In a wireless communication networks, there are communication nodes, for example base stations, where base station products are provided by different suppliers. Today there is typically one base station product per frequency band. In the future the number of frequency bands is expected to grow rapidly, which would require a lot of different base station products supported by each supplier. Each base station product is expensive to develop and to service, which will make it very costly to have a plurality of different base station products.
One way for reducing the number of base station products is to design multiband base stations, which means that one base station product could be used for many different frequency bands. One essential part of a multiband base station is multiband filters, which is used to filter the signals before they are transmitted/received. However, multiband filters can only be designed for relatively low signal power levels, which makes it difficult to use them for transmission in macro and micro base stations.
In base stations, there is usually one filter per transmitter radio arrangement, where a transmitter radio arrangement comprises one or more power amplifiers.

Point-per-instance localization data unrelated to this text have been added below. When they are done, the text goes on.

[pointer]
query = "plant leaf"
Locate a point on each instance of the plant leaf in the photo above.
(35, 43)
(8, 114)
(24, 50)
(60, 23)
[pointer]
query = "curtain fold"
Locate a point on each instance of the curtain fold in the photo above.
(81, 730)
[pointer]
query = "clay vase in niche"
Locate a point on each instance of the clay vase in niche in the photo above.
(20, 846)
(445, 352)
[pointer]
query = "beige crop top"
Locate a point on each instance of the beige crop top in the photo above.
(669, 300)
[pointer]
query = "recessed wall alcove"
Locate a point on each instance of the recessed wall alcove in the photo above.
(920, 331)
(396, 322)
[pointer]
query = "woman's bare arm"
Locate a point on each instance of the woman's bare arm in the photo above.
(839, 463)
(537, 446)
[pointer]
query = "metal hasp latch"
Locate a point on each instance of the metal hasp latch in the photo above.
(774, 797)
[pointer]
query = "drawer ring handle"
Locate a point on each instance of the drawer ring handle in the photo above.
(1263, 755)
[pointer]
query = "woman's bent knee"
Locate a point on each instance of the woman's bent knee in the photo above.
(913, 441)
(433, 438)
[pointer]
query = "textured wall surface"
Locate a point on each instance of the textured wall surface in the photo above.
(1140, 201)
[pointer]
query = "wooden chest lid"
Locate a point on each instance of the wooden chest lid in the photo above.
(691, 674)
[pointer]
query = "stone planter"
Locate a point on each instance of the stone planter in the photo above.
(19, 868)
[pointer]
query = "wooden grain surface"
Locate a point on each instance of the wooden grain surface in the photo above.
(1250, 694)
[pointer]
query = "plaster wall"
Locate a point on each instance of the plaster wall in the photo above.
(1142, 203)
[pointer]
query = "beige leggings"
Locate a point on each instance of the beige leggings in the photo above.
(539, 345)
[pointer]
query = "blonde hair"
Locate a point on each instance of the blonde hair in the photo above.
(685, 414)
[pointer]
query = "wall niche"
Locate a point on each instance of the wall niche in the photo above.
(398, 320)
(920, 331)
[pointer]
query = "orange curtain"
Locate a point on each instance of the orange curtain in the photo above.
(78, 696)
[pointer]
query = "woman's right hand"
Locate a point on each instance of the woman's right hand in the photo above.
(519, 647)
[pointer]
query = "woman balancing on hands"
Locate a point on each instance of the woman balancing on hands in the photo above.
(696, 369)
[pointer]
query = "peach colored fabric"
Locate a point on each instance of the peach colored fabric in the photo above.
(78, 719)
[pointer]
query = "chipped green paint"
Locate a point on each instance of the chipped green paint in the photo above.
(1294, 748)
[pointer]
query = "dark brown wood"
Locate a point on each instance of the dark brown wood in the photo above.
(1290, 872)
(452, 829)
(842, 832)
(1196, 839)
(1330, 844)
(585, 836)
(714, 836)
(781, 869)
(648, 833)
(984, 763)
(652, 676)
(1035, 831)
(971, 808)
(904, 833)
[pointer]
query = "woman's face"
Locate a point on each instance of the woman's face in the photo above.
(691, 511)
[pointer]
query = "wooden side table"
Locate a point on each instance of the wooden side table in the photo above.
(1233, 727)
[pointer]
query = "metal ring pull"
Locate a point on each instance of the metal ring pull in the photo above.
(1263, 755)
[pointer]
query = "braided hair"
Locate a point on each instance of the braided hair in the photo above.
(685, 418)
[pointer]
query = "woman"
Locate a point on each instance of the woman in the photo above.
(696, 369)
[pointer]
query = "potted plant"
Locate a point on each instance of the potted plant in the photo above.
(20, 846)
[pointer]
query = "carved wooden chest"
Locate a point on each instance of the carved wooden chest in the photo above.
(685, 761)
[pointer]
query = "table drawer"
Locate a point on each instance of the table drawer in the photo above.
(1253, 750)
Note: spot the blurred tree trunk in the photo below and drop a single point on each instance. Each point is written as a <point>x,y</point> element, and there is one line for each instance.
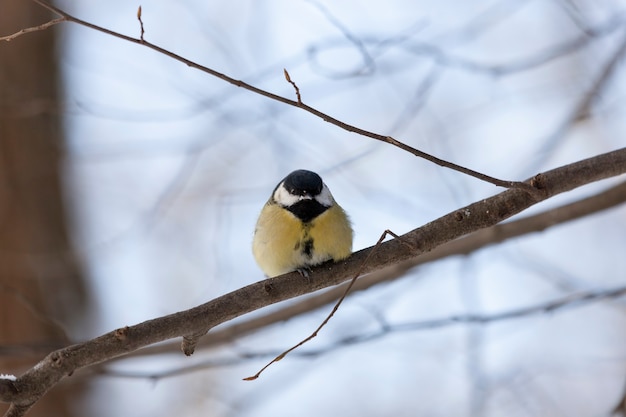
<point>40,283</point>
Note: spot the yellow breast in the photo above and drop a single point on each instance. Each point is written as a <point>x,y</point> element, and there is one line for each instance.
<point>282,243</point>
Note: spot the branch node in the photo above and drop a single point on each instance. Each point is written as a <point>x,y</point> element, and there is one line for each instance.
<point>295,86</point>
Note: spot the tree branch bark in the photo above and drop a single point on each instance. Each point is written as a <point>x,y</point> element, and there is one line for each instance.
<point>32,385</point>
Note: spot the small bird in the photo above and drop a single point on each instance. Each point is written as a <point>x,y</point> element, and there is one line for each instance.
<point>300,226</point>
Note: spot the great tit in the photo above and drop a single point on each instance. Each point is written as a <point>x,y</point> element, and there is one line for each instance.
<point>300,226</point>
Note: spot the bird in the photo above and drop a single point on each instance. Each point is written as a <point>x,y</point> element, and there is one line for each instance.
<point>300,226</point>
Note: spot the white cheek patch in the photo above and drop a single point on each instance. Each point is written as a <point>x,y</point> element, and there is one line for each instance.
<point>325,198</point>
<point>286,199</point>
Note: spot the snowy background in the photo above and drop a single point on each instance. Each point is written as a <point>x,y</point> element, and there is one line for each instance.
<point>168,168</point>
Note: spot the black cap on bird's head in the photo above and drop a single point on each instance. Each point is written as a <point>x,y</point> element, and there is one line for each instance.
<point>304,194</point>
<point>303,183</point>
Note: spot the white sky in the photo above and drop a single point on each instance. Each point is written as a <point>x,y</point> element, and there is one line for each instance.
<point>169,167</point>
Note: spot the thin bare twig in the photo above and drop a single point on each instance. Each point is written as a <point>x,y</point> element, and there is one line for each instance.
<point>295,103</point>
<point>43,26</point>
<point>295,86</point>
<point>29,387</point>
<point>140,24</point>
<point>332,312</point>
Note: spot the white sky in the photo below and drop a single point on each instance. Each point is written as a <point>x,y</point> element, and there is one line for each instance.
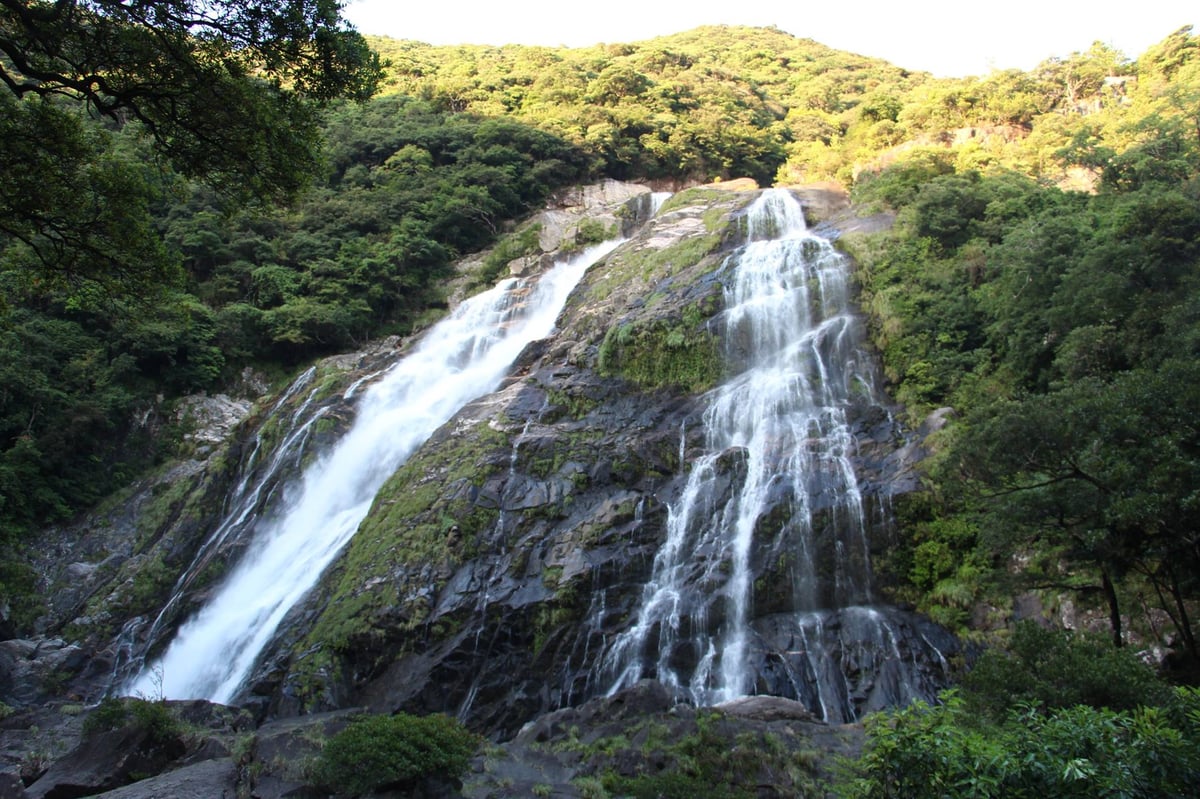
<point>941,36</point>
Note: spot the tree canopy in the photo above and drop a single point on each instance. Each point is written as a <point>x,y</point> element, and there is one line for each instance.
<point>226,92</point>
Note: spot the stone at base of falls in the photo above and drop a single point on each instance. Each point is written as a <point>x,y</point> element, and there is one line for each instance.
<point>767,708</point>
<point>640,740</point>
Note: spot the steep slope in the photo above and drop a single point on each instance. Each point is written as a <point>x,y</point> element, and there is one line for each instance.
<point>501,559</point>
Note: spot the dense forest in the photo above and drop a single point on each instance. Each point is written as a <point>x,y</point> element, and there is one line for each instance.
<point>1041,280</point>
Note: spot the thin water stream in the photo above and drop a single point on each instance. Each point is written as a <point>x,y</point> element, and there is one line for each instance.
<point>457,360</point>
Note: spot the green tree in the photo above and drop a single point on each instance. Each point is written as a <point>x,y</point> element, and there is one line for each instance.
<point>225,90</point>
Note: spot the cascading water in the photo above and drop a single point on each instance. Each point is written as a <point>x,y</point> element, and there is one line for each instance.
<point>460,359</point>
<point>763,581</point>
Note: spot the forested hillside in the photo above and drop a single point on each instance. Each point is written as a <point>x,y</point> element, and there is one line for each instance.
<point>1041,280</point>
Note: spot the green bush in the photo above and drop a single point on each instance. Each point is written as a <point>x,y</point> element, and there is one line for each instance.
<point>154,718</point>
<point>381,751</point>
<point>946,752</point>
<point>1059,668</point>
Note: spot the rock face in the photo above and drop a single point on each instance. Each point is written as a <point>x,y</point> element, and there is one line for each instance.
<point>502,559</point>
<point>507,552</point>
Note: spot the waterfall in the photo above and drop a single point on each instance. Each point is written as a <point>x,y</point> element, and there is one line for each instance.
<point>457,360</point>
<point>763,582</point>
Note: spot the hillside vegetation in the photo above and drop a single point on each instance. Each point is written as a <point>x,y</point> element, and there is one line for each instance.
<point>1041,280</point>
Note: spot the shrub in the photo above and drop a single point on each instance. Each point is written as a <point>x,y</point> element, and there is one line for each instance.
<point>946,752</point>
<point>379,751</point>
<point>1059,668</point>
<point>154,718</point>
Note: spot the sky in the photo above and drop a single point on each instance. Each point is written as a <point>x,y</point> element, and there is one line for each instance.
<point>940,36</point>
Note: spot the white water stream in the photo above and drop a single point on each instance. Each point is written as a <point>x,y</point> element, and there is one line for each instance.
<point>778,451</point>
<point>460,359</point>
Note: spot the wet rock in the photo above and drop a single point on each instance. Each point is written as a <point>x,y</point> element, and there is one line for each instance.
<point>216,779</point>
<point>107,761</point>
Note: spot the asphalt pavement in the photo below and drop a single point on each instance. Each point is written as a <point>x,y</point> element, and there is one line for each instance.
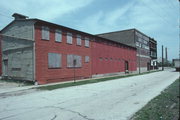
<point>111,100</point>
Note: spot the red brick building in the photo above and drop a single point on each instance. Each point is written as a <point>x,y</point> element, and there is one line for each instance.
<point>43,52</point>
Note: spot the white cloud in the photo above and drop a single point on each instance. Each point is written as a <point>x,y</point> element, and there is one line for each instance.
<point>44,9</point>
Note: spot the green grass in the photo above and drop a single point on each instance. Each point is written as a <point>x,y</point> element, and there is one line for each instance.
<point>23,83</point>
<point>163,107</point>
<point>63,85</point>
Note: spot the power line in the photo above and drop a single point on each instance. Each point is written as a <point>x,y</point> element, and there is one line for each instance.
<point>5,16</point>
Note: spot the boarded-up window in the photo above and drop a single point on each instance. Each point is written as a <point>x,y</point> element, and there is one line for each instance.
<point>78,40</point>
<point>54,60</point>
<point>86,42</point>
<point>69,38</point>
<point>86,59</point>
<point>16,60</point>
<point>45,33</point>
<point>74,61</point>
<point>58,36</point>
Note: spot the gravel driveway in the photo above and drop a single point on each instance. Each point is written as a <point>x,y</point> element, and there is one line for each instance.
<point>111,100</point>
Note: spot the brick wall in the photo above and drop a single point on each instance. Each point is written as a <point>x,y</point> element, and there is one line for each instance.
<point>108,58</point>
<point>43,47</point>
<point>0,56</point>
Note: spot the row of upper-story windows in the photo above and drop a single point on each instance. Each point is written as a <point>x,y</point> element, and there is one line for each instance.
<point>55,60</point>
<point>112,59</point>
<point>58,37</point>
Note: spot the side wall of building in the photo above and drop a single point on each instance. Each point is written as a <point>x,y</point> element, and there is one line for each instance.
<point>17,51</point>
<point>0,55</point>
<point>44,74</point>
<point>108,58</point>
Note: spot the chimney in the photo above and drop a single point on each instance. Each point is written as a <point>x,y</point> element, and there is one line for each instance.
<point>18,16</point>
<point>166,54</point>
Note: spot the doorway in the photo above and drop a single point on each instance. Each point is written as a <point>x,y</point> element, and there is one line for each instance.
<point>5,67</point>
<point>126,67</point>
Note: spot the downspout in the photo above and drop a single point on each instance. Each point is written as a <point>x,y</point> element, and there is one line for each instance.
<point>34,57</point>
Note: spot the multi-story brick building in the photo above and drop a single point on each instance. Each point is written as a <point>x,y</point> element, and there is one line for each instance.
<point>153,53</point>
<point>134,38</point>
<point>43,52</point>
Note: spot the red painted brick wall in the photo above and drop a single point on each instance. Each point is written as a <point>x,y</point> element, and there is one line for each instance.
<point>143,61</point>
<point>43,47</point>
<point>0,55</point>
<point>118,54</point>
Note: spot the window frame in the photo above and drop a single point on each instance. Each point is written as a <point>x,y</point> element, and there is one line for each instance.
<point>69,38</point>
<point>79,40</point>
<point>45,33</point>
<point>58,32</point>
<point>87,42</point>
<point>50,59</point>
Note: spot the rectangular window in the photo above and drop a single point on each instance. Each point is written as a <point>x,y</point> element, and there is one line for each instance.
<point>54,60</point>
<point>58,36</point>
<point>74,61</point>
<point>69,38</point>
<point>86,42</point>
<point>86,59</point>
<point>78,40</point>
<point>45,33</point>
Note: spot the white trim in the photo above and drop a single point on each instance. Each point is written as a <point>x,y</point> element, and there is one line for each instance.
<point>34,55</point>
<point>143,56</point>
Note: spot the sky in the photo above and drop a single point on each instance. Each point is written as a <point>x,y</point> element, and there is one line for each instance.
<point>158,19</point>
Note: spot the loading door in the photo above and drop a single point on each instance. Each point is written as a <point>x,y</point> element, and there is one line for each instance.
<point>126,66</point>
<point>5,67</point>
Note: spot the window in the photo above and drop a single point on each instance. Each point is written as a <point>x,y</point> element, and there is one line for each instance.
<point>73,61</point>
<point>69,38</point>
<point>54,60</point>
<point>86,59</point>
<point>58,36</point>
<point>86,42</point>
<point>100,58</point>
<point>16,60</point>
<point>78,40</point>
<point>45,33</point>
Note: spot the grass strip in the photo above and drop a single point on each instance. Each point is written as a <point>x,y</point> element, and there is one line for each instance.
<point>163,107</point>
<point>69,84</point>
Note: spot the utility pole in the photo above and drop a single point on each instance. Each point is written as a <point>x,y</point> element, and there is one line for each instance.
<point>166,62</point>
<point>162,58</point>
<point>139,60</point>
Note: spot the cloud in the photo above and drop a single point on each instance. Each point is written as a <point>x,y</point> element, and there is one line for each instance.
<point>104,21</point>
<point>44,9</point>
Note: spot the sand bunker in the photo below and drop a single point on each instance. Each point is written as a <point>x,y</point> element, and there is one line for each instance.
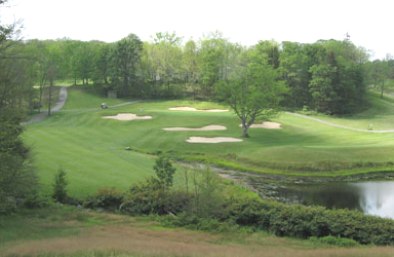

By increasing the number of transmitter radios arrangements, it is possible to reduce the output power per radio and hence the power going through the corresponding filters. With large enough number of transmitter radio arrangements, it is then possible to reduce the power per filter such that multiband filters are enabled. However, such an arrangement would be rather costly due to the larger number of transmitter radio arrangements.
There is thus a need for a multi-band communication node where the number of transmitter radio arrangements is not increased compared to a single-band communication node.